Primary Hepatocyte Isolation and Culture
C57BL/6J mice were anesthetized as described above and injected (ip) with 1,000 IU of heparin. After laparotomy, the portal vein was cannulated. The liver was perfused with 20 ml of prewarmed 37°C Hanks buffer, followed by 20 ml of 0.02% collagenase (Sigma-Aldrich, Burlington, MA) at a flow rate of 2 ml/min. After perfusion, liver tissues were removed and washed with 20 ml of Hanks buffer. The capsule of the liver was removed, and hepatic tissues were dispersed and incubated in 20 ml of 0.01% collagenase in a shaking water bath at 37°C for 15 min.

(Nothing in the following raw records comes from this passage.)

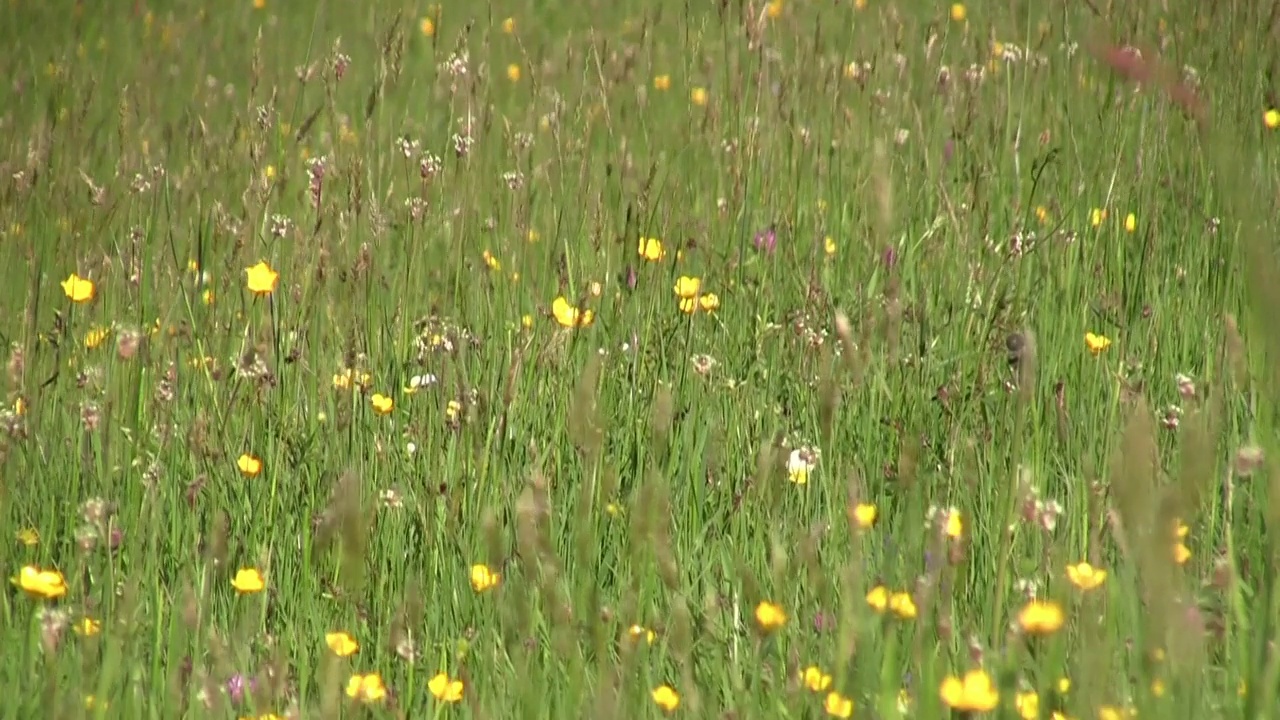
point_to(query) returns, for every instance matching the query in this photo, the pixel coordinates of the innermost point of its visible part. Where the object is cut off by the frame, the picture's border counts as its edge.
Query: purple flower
(767, 240)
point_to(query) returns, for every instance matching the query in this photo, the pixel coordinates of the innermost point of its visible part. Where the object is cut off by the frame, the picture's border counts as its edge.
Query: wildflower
(638, 632)
(973, 693)
(814, 679)
(1086, 577)
(878, 598)
(46, 584)
(571, 317)
(769, 616)
(444, 688)
(248, 465)
(261, 279)
(650, 249)
(1041, 618)
(77, 288)
(903, 605)
(1027, 705)
(864, 515)
(666, 697)
(1096, 343)
(688, 287)
(341, 643)
(483, 579)
(248, 580)
(366, 688)
(383, 405)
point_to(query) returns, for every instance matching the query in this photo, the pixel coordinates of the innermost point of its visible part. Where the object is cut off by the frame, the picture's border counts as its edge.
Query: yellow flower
(814, 679)
(1041, 618)
(261, 278)
(48, 584)
(650, 249)
(1096, 343)
(341, 643)
(878, 598)
(77, 288)
(974, 693)
(248, 580)
(382, 404)
(1086, 577)
(666, 697)
(446, 689)
(248, 465)
(901, 605)
(688, 287)
(95, 337)
(483, 579)
(864, 515)
(366, 688)
(571, 317)
(1027, 705)
(839, 706)
(638, 632)
(769, 616)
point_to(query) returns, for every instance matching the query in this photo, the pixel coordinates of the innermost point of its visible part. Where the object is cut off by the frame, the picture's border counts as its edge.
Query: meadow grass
(607, 360)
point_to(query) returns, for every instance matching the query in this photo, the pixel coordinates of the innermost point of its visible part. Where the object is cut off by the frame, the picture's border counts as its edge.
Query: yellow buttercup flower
(383, 405)
(839, 706)
(342, 643)
(972, 693)
(248, 465)
(650, 249)
(248, 580)
(444, 688)
(1041, 618)
(571, 317)
(77, 288)
(483, 579)
(366, 688)
(814, 679)
(666, 697)
(46, 584)
(1086, 577)
(769, 616)
(261, 279)
(1096, 343)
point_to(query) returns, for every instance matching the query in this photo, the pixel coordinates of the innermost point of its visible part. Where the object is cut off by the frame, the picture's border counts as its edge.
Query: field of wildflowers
(791, 359)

Cell suspension was then filtered through two layers of 60- to 80-μm nylon mesh, centrifuged at 500 rpm, and washed twice with DMEM to remove tissue dissociation enzymes, damaged cells, and nonparenchymal cells. Dispersed hepatocytes were counted and seeded at a concentration of 1 × 105 cells per well in a six-well plate containing 2 ml of high-glucose DMEM supplemented with 10% (vol/vol) FBS. Cells were cultured at 37°C in a humidified atmosphere of 5% (vol/vol) CO2.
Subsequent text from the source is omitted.